A terceira área é qual modelo de Igreja as pessoas estão usando. O bispo Bonny disse que gosta de ver a Igreja como uma família, vendo o seu papel como pai ou avô. A responsabilidade dele, afirmou, é fazer com que os católicos e católicas LGBT “se sintam parte da família que é a Igreja, não apenas os acolhendo, mas também lhes dando uma responsabilidade”. Ele também recomendou que os bispos reservem um tempo para se encontrar com casais do mesmo sexo em suas casas.

“Convide o seu bispo para um jantar em sua casa e converse com ele. Será uma conversão para ele”, foi o seu conselho aos católicos gays.

“Uma vez, eu fui convidado por duas mulheres casadas no civil com dois filhos. Naquela noite, eu mudei as minhas ideias sobre o que significa viver juntos como um casal homossexual, mesmo tendo filhos. Eu posso ter muitas perguntas, mas isso mudou as minhas ideias.”

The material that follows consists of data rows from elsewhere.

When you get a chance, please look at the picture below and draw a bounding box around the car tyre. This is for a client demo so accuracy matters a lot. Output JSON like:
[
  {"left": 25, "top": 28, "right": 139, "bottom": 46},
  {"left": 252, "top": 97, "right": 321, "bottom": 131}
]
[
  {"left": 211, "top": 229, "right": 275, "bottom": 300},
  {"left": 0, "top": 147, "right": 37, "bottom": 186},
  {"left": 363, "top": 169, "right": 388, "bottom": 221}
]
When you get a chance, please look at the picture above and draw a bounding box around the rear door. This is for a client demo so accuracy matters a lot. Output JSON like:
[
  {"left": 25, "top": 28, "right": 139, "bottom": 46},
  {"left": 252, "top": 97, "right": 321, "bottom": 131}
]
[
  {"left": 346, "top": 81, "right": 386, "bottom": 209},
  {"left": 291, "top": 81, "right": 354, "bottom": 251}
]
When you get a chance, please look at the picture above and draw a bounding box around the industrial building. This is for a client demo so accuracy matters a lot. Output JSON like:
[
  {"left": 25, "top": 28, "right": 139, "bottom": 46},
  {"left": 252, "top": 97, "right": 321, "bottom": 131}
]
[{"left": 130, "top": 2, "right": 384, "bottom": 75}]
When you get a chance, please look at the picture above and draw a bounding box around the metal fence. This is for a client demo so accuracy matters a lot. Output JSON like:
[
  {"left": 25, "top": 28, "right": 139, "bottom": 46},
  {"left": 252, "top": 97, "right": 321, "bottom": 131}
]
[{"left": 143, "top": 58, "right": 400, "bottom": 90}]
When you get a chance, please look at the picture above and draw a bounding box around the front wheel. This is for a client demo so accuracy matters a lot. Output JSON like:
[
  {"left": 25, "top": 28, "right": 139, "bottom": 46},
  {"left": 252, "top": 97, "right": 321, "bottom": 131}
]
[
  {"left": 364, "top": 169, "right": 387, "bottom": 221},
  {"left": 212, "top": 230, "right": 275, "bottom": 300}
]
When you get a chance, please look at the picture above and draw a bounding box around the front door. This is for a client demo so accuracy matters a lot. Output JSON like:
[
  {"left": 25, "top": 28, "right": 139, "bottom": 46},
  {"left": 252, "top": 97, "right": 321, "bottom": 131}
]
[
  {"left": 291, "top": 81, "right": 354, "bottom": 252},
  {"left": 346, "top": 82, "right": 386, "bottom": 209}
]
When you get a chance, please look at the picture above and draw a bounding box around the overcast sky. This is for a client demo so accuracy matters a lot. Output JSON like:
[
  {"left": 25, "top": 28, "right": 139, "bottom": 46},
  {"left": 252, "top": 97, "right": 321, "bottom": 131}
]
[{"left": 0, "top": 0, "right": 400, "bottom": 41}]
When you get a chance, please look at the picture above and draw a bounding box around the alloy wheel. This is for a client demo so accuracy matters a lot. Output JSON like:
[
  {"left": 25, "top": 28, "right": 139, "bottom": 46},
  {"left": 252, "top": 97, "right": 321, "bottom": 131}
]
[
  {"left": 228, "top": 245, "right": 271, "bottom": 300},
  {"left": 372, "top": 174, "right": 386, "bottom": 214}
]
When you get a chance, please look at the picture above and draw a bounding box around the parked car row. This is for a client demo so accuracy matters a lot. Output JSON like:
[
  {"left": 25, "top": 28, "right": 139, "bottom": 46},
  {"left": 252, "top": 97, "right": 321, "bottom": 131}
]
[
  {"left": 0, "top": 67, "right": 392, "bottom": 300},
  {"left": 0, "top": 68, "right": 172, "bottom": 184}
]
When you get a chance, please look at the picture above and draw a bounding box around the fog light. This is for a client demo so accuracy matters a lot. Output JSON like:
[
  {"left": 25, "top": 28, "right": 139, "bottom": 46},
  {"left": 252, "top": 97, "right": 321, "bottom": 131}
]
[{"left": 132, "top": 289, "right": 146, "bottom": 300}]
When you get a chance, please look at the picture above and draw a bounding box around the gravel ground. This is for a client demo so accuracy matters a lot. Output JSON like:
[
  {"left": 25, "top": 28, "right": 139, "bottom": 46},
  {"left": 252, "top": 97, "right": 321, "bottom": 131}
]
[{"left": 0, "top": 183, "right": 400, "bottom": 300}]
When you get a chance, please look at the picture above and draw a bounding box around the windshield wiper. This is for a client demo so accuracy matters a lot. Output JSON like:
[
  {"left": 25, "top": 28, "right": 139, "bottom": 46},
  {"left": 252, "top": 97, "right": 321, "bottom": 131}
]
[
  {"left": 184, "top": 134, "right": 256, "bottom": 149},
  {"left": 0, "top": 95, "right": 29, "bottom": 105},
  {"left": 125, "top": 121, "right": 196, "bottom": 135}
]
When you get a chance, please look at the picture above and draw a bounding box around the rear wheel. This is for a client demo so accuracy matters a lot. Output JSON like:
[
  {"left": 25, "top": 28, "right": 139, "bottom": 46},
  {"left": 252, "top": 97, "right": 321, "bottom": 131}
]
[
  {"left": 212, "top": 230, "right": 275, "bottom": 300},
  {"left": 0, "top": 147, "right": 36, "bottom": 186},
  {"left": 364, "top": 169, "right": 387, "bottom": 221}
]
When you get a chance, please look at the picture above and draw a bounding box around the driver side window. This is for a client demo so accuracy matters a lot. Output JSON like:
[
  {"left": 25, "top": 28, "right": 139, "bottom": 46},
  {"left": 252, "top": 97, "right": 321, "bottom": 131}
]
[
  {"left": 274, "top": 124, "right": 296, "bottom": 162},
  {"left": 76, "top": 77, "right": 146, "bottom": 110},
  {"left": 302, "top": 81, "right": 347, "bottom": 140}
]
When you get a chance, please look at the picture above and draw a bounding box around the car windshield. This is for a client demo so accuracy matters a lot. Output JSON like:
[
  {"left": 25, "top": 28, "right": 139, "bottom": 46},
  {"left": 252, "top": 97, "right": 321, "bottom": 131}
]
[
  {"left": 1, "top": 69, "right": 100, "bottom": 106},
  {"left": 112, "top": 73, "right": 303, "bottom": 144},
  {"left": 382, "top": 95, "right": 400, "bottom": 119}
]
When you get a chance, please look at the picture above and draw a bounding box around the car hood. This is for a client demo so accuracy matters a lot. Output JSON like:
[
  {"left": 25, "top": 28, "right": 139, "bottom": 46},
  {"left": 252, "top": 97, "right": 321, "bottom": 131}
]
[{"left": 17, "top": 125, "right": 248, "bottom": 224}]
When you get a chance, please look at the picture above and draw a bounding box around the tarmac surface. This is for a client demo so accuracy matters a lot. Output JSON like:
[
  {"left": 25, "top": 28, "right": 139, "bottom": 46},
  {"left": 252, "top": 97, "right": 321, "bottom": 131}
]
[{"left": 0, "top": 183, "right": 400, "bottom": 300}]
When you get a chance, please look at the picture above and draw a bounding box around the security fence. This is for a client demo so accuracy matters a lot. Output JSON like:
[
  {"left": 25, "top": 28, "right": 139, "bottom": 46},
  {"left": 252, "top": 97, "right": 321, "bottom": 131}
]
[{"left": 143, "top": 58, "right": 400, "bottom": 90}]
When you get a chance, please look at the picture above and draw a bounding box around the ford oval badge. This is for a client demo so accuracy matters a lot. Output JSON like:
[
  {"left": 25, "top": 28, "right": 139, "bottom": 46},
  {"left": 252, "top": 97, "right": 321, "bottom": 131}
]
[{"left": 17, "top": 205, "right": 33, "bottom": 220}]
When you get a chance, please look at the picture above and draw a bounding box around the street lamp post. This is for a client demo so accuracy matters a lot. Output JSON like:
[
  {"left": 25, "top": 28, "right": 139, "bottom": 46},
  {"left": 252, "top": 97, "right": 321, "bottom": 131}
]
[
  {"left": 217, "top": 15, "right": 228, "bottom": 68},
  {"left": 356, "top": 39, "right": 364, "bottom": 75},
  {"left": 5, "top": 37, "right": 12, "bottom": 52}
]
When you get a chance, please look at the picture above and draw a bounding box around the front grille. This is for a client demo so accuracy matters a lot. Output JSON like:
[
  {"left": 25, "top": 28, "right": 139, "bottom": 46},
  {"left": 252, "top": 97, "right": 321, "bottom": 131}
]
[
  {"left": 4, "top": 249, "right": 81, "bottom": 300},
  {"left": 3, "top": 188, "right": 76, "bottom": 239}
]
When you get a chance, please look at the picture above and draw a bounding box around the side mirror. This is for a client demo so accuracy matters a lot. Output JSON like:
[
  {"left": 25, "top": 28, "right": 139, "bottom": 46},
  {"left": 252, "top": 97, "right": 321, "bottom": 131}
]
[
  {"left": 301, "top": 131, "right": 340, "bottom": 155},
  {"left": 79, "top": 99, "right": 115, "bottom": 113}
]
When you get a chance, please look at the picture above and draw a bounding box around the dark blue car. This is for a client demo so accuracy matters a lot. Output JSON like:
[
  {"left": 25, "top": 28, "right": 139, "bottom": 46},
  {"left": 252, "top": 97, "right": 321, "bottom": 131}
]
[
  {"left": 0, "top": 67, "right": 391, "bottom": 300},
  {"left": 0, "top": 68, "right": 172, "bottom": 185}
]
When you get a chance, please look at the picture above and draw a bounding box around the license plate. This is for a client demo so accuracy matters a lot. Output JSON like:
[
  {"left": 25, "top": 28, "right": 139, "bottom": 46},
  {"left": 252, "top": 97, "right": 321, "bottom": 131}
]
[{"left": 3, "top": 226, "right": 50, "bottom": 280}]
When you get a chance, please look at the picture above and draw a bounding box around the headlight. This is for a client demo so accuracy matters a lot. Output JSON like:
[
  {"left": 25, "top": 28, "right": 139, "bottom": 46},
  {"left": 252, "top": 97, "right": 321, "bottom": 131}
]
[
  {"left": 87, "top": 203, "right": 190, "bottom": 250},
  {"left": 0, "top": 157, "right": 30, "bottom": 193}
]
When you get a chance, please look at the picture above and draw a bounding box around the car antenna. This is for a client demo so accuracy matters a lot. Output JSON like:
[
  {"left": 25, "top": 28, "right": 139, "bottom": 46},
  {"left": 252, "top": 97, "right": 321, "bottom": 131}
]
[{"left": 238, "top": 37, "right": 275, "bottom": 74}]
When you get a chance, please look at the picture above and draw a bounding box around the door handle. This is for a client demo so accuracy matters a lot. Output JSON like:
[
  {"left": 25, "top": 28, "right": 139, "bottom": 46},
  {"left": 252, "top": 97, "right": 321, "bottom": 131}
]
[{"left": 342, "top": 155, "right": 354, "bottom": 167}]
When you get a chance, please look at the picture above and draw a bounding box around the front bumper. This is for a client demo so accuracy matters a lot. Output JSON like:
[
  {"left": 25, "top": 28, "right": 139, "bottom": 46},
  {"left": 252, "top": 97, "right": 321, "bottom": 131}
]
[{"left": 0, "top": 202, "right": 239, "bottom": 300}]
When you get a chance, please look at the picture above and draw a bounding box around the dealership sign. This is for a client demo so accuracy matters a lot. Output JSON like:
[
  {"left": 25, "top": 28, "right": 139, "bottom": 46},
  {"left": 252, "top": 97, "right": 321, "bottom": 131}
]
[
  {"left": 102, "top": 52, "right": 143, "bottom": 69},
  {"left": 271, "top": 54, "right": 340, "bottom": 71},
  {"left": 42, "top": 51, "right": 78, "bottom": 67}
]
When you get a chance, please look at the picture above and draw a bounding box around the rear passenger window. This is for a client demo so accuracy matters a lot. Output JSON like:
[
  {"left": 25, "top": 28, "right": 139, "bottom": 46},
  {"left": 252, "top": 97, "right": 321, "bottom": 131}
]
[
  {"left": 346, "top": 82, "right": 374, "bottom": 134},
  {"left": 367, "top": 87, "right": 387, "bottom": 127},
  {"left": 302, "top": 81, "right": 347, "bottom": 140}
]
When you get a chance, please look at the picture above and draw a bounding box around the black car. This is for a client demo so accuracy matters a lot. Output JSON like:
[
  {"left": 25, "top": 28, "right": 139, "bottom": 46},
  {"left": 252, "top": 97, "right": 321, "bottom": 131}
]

Se a Igreja é uma família, então ela não pode adotar as características de uma seita. As seitas tendem a se ver como um clube fechado e estão dispostas a excluir ou a expulsar as pessoas que não se conformam. Se a Igreja é uma família, então sempre será angustiante ouvir falar de pessoas que vão embora.

A Ir. Gemma Simmonds, do Instituto Margaret Beaufort em Cambridge, disse que a Igreja não pode operar um sistema de “você não tem o ingresso, por isso não é bem-vindo”.

“Estamos perdendo pessoas, estamos sangrando pessoas, que descobrem que a realidade em que vivem não encontra mais uma resposta dentro da Igreja em termos de aceitação e bênção”, disse ela. Ela indicou o versículo de 1João 4,16 como um encorajamento para os casais do mesmo sexo: “Deus é amor: quem vive no amor vive em Deus, e Deus vive nele”.

O escritório doutrinal do Vaticano pode ter pensado que emitir uma decisão contra as bênçãos das uniões entre pessoas do mesmo sexo seria o suficiente para encerrar uma discussão mais aprofundada sobre o assunto. Na verdade, isso teve o efeito contrário, gerando ainda mais debates que vão ao cerne do que significa ser Igreja.